The light of Thursday brought no relief.  I tried to manage the day, not letting others know that I was dying inside.  Without a miracle my first pastorate would last less than 90 days and Lantana Road Baptist Church would have ended in the first few weeks of 1997 (at least that’s the way I felt).  Darkness fell once again on Thursday night.  Once again I petitioned God into the pre-dawn hours of the coming morning. 

At some point I fell asleep, not in the bed, but on the small love seat couch in my study.  It was about 9:00 a.m. when I was awakened by a phone call.  It was Phyllis.  “Brian, the Lord is telling me to do something, but you have to promise me that you will not tell a soul (sorry Phyllis, but 15 years is long enough, and since you are in Heaven now, you’ll have to chide me later; I know you will).  I am not sure what the church needs, but I am going to donate $10,000, will that help?”  Would that help?  Help was not the word I was thinking.  She should have asked, is this a miracle?  God had provided our need basically to the penny.  I have never shared this information with anyone, but I can verify that Phyllis‘ donation was a turning point in the life of LRBC.  If nothing else, it was the price of redemption.  It was the end of bad business LRBC.  From that day forward the church began to grow in numbers, in faith, and in finances.  During my tenure as pastor the church never returned to the red and never missed paying a bill.  God answered our prayers.  Lantana Road Baptist Church would prosper from that day forward because Phyllis Harold heard the voice of God and obeyed Him. 
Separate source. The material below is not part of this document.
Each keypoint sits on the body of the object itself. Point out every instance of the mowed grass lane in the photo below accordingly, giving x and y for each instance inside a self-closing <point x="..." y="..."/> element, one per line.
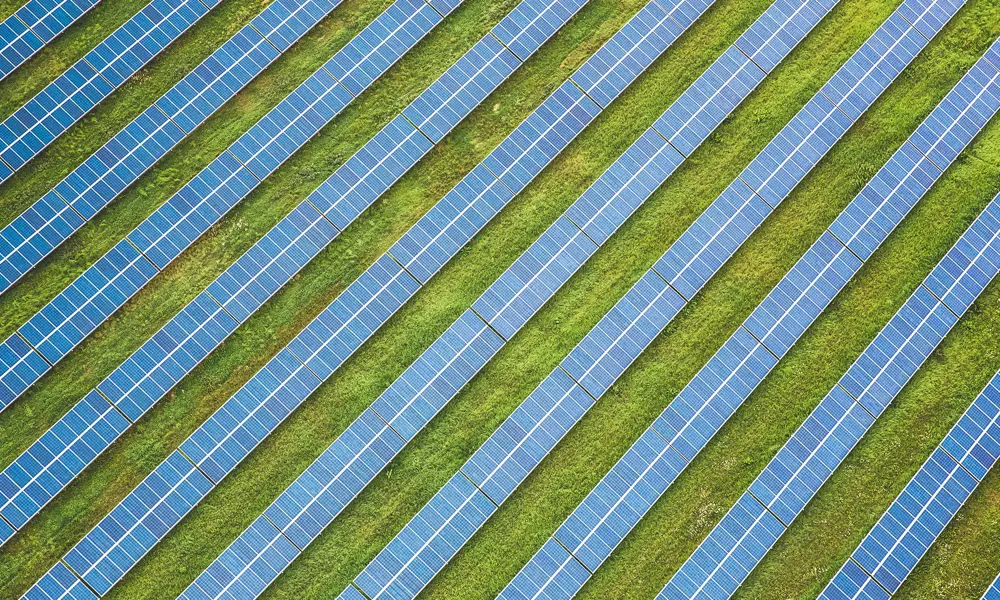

That moment was a defining moment for LRBC and for me in these 15 years of serving God as a shepherd.  I have had many dark days of doubt throughout the years, but Phyllis’ call was more to me than a Friday morning alarm, it was an awakening moment that reaffirmed to me that with God all things are possible.  I learned early on that the great things God does usually comes from unlikely people in unexpected corners.  I have always found it to be true that the people who have the least give the most.  Phyllis gave the widow’s mite, she did all she could, and God has used her gift these past 15 years to grow a great church for His glory. 

Phyllis died not many years later of throat cancer.  She was a dear saint of God.  A few hours after she passed away I visited her trailer and asked her family for one thing, a Kingdom Heirs tape.  In my office is a box full of strange artifacts that would mean little to nothing to others, but to me each item in the box represents a person or a chapter in the story of this first 15.  Phyllis‘ Kingdom Heirs tape was the first item in the box.  Each time I open my box I pull out that old cassette tape and I remember Phyllis, what she did, and what God can do.